Organisations are already grappling with skill shortages, managing people through change and creating an effective workforce and creating more sophisticated people management techniques, increasing the importance of social drivers and relationships as crucial to business success, are other key issues that companies will face.

HR is at a crossroads. Once perceived as service-oriented and only reactive to business needs, the demands of tomorrow’s workplace and business environment will force major change.

It is not just HR that will need to act, business leaders should lead their organisations through these seismic shifts.

The HR function will go one of three ways: they will take on a wider people remit incorporating and influencing other aspects of the business, become the driver of the corporate social responsibility agenda within the organisation or be seen as transactional and almost entirely outsourced.

The Report identifies three future ‘worlds’ in which workers of today would want to engage; this provides a lens through which we can examine how organisations may operate in the future.

The characteristics of these ‘worlds’ will be shaped by the coming changes in recruitment, reward and employee engagement strategies as they evolve over time.

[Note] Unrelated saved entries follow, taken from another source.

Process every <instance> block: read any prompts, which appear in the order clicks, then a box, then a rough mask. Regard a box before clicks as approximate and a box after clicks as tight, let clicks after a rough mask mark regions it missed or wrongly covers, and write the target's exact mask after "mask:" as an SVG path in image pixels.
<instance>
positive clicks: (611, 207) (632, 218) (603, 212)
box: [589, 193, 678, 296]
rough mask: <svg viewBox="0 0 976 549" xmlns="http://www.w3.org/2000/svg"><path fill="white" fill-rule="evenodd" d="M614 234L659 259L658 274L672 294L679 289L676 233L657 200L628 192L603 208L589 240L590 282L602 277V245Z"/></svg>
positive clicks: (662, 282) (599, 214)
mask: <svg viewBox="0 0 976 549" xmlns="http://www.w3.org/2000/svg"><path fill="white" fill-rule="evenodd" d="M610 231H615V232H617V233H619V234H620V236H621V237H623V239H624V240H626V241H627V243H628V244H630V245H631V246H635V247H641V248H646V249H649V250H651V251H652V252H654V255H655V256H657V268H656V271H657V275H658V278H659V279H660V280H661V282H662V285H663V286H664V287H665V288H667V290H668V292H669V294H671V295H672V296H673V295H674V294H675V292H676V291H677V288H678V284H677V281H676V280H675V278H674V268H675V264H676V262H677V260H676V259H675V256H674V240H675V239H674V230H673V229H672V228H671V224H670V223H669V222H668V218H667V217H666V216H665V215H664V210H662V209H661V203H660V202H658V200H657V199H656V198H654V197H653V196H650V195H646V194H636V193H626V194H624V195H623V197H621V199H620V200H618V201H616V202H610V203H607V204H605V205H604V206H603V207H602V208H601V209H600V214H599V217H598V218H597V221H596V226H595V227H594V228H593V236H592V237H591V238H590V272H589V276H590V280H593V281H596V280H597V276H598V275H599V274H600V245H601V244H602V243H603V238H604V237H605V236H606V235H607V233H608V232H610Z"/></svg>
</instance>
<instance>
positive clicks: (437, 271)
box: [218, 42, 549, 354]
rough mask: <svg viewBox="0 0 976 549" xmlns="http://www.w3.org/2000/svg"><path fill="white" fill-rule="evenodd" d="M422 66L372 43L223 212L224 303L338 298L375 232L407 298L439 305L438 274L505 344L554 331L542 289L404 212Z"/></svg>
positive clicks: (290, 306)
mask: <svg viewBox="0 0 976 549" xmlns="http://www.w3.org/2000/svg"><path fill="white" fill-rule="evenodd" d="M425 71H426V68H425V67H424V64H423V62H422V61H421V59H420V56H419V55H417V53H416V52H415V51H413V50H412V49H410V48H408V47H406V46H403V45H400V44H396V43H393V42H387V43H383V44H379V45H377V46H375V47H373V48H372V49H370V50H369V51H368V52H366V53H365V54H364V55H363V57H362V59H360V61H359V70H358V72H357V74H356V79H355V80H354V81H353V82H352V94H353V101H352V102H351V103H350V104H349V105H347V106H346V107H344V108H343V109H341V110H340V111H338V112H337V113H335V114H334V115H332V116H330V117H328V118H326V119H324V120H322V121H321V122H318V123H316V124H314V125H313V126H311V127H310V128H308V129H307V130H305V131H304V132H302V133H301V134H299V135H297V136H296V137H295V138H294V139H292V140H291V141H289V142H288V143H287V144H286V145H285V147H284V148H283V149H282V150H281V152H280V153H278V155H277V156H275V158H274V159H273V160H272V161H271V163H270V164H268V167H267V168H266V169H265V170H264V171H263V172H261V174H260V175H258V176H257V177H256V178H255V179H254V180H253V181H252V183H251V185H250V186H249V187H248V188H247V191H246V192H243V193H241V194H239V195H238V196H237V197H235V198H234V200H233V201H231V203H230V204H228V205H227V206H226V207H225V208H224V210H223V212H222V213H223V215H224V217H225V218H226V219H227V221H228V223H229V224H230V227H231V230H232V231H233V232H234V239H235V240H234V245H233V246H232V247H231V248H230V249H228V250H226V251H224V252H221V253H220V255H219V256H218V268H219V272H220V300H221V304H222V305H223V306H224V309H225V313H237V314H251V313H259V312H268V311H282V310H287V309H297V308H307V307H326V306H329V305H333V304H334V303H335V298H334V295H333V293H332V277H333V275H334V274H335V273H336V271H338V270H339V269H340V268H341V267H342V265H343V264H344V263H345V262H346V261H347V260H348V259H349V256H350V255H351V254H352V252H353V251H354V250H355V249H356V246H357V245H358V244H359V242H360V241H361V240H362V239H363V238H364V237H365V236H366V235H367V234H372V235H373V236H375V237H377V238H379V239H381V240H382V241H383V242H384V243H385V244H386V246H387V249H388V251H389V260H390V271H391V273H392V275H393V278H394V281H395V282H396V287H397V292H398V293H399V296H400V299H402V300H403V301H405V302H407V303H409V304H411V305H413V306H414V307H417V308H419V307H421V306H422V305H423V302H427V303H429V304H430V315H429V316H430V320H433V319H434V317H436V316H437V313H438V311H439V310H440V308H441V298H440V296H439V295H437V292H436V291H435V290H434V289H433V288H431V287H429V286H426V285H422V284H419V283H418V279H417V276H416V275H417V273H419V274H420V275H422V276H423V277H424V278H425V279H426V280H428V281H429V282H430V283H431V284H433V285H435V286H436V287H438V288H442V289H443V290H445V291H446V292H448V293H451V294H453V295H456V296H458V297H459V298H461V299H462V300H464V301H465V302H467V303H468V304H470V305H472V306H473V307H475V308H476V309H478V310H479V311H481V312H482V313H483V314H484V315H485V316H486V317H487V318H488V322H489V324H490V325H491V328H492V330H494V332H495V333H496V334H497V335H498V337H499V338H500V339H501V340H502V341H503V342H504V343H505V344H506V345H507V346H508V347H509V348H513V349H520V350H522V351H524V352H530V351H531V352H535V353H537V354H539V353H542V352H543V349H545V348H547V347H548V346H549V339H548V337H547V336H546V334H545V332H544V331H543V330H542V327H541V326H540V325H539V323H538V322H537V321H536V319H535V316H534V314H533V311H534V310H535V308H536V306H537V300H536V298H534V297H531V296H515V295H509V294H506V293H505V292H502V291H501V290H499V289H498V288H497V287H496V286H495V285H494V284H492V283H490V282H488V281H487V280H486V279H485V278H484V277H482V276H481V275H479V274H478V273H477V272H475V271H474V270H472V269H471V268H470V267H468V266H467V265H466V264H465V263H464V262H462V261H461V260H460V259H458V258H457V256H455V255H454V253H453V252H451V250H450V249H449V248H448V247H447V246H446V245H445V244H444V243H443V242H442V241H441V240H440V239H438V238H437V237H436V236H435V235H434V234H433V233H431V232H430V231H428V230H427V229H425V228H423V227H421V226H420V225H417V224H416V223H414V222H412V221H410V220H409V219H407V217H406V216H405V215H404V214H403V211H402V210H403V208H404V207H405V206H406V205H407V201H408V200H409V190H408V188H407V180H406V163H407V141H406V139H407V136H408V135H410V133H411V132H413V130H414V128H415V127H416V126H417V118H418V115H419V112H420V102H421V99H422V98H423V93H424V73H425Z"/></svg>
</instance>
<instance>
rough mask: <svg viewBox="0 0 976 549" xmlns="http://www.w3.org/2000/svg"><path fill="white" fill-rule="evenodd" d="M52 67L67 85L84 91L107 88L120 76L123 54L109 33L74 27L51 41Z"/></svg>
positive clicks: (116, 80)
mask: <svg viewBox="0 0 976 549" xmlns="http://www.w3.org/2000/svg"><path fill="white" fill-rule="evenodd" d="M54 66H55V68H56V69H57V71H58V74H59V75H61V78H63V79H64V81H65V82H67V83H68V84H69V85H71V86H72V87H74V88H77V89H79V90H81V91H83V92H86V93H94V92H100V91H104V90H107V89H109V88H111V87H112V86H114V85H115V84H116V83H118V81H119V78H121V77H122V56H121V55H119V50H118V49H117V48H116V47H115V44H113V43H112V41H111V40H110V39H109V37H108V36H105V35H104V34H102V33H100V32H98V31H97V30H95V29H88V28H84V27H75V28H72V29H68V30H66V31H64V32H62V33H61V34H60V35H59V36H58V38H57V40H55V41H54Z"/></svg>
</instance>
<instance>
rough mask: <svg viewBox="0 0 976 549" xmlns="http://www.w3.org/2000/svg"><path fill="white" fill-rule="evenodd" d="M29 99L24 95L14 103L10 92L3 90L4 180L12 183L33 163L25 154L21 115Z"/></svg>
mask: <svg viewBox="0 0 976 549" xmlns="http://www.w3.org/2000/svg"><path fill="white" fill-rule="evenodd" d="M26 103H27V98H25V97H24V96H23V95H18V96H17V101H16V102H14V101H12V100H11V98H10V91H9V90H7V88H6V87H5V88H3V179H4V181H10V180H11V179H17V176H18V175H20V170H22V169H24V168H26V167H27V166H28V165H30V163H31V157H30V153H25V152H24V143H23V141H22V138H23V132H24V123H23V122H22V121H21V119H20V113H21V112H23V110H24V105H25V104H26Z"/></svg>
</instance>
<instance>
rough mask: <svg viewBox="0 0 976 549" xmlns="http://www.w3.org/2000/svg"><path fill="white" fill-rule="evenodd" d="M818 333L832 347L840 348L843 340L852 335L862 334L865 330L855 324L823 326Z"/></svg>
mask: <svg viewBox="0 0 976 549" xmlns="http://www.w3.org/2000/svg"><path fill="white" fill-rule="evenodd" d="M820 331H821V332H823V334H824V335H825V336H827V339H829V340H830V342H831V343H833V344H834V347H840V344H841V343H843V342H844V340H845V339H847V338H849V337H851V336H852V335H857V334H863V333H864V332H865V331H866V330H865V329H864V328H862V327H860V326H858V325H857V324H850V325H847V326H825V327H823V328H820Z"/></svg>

While things will happen that we cannot predict, we can still be prepared and plan ahead for long-term viability.

Organisations must prepare to undertake new learnings and adapt to these coming challenges to succeed.

Whatever path you follow, work will look different for everyone in 2022.

Debbie Francis is Partner and HR Transformation Specialist at PricewaterhouseCoopers New Zealand based in Auckland.

The three future ‘worlds’ of work

Blue World where corporate is king there would be relentless pressure to perform, these elite organisations push back the borders of innovation and possibility, employ only the best, and offer long-term job security and reward. Only 10% saw this as their ideal employer.
Green World- the caring companies that rethink their values and goals have a powerful social and environmental conscience, and whose values closely match those of their employees. 53% of those surveyed chose this as their ideal employer.

Orange World, where small is beautiful, these organisations fragment into looser networks, brought together by technology, with social media heightening the connectivity. 33% opted for this as their ideal employer.